Hand picked by Bill Gates in 1980 as the then-emerging operating system maker’s first business manager, Ballmer evolved alongside Microsoft to become the legendary founder’s right-hand man. At the turn of the millennium, he finally took over the reigns from Gates, starting a 14-year tenure as CEO that would see Microsoft strengthen its grip of the consumer market and become a leading player in both the data center and the public cloud.

But Ballmer also made his fair share of mistakes. The attempt to provide a single platform for both computers and tablets with Windows 8 is largely considered a flop, as are many of the homegrown devices launched under his watch, from the Zune music player to the Surface RT. Along the way, the Redmond giant also lost the top spot in the browser wars to Google Inc., which continues to dominate its home search market despite the executive’s best efforts to establish Bing as a legitimate competitor.

Ballmer’s failure to keep Microsoft ahead of key trends such as mobility and search have set the company years behind the competition, creating gaping holes in its product portfolio that are now up to Nadella to fill. In his letter, Ballmer stressed the need for the recently appointed CEO “be bold and make big bets to succeed,” adding that software licenses alone won’t be enough to keep the company afloat.

The 34-year Microsoft veteran named “enterprise subscriptions” as one of the areas he believes Nadella will have to concentrate on in order to sustain Microsoft’s long-term competitiveness. That can be taken to mean not only the firm’s traditional on-premise solutions such as the Hyper-V virtualization platform but also – and mainly – its cloud services lineup, which has been publicly designated a top priority under the new leadership.

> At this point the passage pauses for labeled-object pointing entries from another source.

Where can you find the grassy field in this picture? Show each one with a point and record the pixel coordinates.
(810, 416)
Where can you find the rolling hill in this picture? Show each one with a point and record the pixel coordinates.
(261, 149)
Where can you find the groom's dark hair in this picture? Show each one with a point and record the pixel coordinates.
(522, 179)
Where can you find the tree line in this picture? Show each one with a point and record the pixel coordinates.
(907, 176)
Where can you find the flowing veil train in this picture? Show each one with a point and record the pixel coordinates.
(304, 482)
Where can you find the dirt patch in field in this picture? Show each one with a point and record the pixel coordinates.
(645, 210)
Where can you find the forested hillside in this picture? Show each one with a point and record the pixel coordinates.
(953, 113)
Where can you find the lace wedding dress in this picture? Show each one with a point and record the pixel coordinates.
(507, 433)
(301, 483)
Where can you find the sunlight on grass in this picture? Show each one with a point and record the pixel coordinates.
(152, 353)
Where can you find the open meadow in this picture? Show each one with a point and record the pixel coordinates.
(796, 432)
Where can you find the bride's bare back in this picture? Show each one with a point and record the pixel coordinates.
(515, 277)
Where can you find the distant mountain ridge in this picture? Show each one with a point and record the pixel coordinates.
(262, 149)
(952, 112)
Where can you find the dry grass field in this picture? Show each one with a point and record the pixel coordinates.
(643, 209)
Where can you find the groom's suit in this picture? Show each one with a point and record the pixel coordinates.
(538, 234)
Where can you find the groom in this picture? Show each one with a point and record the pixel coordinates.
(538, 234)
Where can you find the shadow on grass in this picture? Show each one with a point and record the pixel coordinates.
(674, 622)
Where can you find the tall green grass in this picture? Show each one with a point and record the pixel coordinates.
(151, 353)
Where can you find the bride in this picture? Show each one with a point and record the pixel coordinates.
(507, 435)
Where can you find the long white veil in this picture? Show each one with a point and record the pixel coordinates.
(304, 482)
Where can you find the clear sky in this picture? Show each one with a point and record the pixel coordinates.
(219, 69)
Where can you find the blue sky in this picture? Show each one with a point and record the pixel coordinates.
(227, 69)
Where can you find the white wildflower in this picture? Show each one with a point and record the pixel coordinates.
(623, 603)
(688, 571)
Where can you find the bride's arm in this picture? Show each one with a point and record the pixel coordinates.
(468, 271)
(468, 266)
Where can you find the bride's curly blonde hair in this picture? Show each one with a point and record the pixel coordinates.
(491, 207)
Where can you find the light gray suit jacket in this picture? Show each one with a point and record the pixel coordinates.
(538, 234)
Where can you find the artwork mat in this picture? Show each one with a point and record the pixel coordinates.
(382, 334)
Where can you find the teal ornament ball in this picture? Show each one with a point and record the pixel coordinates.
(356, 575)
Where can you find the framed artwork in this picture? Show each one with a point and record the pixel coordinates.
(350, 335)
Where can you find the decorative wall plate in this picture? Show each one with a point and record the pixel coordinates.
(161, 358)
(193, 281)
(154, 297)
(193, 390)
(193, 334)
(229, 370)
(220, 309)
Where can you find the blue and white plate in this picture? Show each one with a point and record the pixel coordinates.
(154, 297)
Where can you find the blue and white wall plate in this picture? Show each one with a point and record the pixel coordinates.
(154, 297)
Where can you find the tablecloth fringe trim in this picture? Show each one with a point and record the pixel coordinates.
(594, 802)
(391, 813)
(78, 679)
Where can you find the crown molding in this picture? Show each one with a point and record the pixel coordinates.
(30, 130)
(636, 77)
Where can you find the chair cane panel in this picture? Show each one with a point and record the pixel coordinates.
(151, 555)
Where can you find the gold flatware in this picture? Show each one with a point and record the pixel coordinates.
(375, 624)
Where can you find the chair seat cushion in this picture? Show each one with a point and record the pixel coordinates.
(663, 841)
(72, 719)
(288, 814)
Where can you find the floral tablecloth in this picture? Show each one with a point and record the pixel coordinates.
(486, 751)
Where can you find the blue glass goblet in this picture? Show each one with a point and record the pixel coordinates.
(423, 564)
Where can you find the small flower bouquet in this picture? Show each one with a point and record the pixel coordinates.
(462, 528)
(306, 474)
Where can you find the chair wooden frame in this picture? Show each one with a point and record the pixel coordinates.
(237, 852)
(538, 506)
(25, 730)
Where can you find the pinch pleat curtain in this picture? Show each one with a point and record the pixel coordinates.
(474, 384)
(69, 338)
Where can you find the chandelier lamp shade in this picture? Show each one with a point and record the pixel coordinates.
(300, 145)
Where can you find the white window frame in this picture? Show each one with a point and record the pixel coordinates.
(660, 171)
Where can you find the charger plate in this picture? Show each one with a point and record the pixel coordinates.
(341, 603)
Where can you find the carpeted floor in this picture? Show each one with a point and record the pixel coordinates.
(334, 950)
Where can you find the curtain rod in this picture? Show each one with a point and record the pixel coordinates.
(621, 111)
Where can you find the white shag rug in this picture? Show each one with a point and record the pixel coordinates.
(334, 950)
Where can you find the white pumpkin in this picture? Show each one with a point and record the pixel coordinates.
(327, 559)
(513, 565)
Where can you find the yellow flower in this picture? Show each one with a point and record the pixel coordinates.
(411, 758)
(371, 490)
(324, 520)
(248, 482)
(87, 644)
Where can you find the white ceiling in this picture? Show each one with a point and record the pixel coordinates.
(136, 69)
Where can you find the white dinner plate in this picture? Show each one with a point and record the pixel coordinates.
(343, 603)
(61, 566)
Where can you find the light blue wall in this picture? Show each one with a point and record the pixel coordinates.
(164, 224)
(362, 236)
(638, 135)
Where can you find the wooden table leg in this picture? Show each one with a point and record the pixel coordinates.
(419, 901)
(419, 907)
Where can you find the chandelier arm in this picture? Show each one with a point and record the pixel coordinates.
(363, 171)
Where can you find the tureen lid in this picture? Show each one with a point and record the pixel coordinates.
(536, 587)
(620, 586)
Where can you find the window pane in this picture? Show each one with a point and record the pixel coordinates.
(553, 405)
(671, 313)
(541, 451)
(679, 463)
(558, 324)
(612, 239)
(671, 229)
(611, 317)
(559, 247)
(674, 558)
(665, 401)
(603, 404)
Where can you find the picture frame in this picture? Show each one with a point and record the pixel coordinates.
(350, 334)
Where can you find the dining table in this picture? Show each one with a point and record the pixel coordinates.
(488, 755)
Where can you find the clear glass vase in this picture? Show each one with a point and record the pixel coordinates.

Ballmer pointed at “hardware gross margins and advertising revenue” as two other key factors in Microsoft’s future success. Nadella is not putting too big of an emphasis on digital ads in his efforts to create what he termed a “balanced monetization model,” but he is doubling down on hardware. In July, Microsoft revived the cloud-enabled storage platform it obtained as part of the acquisition of StorSimple Inc. in 2012 with two new arrays that enable admins to offload data to its Azure platform-as-a-service via the built-in interface.

Ballmer may no longer play an active part in directing Microsoft strategic roadmap, but he still has a seat at the table. As the former CEO diligently noted in his letter, he is currently the single largest independent stakeholder in the company, ahead of even Gates. Bloomberg pinned his cut at 333.3 million shares worth a grand total of about $15 billion as of Wednesday.